We have introduced and explored the capacity of substitution of the fittest (SF) to counteract disengagement, a pathology that hinders progress in two-population competitive coevolutionary GAs. First, using the deliberately simple greater than domain, SF was shown to overcome disengagement across a wide range of asymmetrical bias differentials (see Section “Explorations in the “Greater Than” Game”). When compared against RV and AVA, alternative techniques from the literature, SF does not have significantly better performance overall. However, unlike RV and AVA, SF offers the advantage of having no tunable parameters and therefore requires no domain calibration. This suggests that SF may be more reliable in complex domains where asymmetry is a priori unknown and likely to vary over time.

Subsequently, we attempted the more challenging real-world problem of coevolving recommendations for health and well-being (see Section “Coevolving Well-Being Recommendations”). We called this coevolutionary approach CoEvoRecSys as it extends a previously published evolutionary approach to recommender systems called EvoRecSys. Results showed that the baseline CoEvoRecSys suffers from disengagement, resulting in poorer solutions than those discovered by EvoRecSys. However, when SF is introduced into CoEvoRecSys, disengagement is successfully countered, leading to solutions that are significantly better than those discovered by EvoRecSys. We also show that SF outperforms both RV and AVA in CoEvoRecSys. However, for these experiments, we configure RV and AVA using parameter values taken from the literature and it is therefore possible that RV and AVA underperform because their parameter values require recalibration. In contrast, SF has no parameters to calibrate, making it a more robust domain-independent technique that can be used “out of the box”.

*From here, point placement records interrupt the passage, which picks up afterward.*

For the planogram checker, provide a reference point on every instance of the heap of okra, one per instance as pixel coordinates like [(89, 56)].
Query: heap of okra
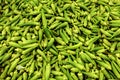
[(59, 39)]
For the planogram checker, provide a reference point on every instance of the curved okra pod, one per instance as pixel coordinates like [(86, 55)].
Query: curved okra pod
[(13, 65)]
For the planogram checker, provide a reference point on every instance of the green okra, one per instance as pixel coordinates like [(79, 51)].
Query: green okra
[(13, 44), (4, 73), (41, 53), (44, 21), (32, 68), (24, 76), (90, 74), (6, 57), (13, 65), (47, 71), (61, 25), (74, 46), (92, 40), (50, 43), (28, 50), (115, 70), (3, 50), (104, 64)]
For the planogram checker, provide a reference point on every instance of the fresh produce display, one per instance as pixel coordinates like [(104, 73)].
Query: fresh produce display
[(59, 39)]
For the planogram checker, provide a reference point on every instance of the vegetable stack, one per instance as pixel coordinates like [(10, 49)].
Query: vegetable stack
[(59, 39)]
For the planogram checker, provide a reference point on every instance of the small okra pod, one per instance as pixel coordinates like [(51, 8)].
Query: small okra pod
[(61, 25), (66, 72), (1, 37), (104, 64), (115, 71), (63, 36), (25, 59), (106, 42), (80, 76), (65, 7), (26, 31), (116, 33), (68, 30), (92, 40), (74, 46), (83, 57), (14, 19), (15, 75), (90, 54), (3, 50), (77, 65), (47, 32), (101, 75), (50, 43), (8, 78), (53, 25), (67, 66), (103, 56), (29, 50), (6, 57), (20, 77), (36, 76), (66, 35), (73, 7), (116, 66), (32, 68), (105, 32), (29, 23), (74, 70), (53, 7), (13, 44), (37, 18), (56, 73), (40, 35), (17, 38), (41, 54), (13, 65), (113, 47), (44, 21), (49, 11), (90, 74), (60, 41), (51, 20), (30, 45), (53, 51), (74, 76), (4, 73)]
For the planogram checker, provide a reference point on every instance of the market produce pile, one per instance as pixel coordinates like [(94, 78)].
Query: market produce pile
[(59, 39)]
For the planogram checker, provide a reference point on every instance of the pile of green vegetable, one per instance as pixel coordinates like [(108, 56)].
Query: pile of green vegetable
[(59, 39)]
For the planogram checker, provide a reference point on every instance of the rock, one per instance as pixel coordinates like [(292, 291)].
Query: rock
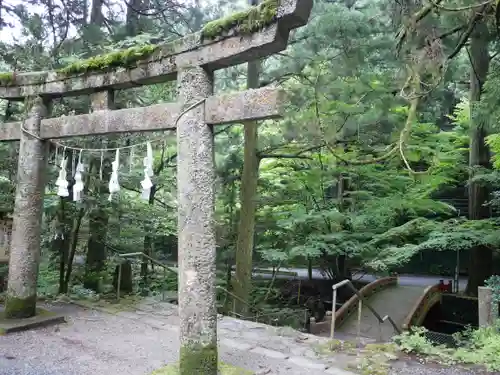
[(126, 282)]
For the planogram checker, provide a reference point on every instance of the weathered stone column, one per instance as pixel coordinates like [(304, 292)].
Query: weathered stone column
[(25, 245), (488, 309), (195, 184)]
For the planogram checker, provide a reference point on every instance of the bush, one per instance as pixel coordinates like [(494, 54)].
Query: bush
[(477, 347)]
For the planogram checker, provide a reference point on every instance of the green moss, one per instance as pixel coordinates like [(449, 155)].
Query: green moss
[(19, 308), (198, 359), (224, 369), (124, 58), (6, 78), (245, 22)]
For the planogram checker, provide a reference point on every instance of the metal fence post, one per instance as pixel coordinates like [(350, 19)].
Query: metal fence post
[(334, 308), (360, 307), (119, 281)]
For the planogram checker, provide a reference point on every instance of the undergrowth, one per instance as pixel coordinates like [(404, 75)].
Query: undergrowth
[(476, 347)]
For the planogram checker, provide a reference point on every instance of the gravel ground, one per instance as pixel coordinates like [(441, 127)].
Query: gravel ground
[(138, 342)]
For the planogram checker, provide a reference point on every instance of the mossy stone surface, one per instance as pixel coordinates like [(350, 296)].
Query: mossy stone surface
[(245, 22), (198, 359), (224, 369), (6, 78), (20, 308), (116, 59), (42, 318)]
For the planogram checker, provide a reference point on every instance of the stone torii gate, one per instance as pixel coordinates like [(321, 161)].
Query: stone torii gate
[(243, 37)]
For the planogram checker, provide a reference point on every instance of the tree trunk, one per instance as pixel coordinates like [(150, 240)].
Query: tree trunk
[(242, 281), (136, 22), (96, 16), (481, 258), (96, 248)]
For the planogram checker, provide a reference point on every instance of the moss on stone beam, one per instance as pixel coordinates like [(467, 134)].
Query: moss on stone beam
[(20, 308), (117, 59), (7, 78), (198, 359), (244, 22)]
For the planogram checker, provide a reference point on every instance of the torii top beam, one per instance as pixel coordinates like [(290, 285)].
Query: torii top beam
[(233, 46)]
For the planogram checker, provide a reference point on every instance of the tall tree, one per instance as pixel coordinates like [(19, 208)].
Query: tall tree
[(242, 283), (481, 258)]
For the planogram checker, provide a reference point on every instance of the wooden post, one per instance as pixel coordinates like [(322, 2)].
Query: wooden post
[(28, 207), (119, 281), (334, 310), (488, 310), (196, 231)]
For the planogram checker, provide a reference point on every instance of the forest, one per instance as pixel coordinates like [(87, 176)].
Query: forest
[(386, 160)]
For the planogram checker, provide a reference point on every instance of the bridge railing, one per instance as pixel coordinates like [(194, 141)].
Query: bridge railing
[(361, 299)]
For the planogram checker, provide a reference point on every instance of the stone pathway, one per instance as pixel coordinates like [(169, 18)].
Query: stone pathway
[(395, 302), (145, 338), (138, 342)]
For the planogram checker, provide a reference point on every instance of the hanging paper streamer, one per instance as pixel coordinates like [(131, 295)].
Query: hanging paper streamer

In future, we plan to extend CoEvoRecSys as a web-service or mobile application that enables users to interact with the system to provide real-time feedback on the subjective quality of recommendations. We will also further explore the performance of SF in coevolutionary domains with natural asymmetry between populations, such as maze-robot navigation or list-sorting networks (e.g., see [7]).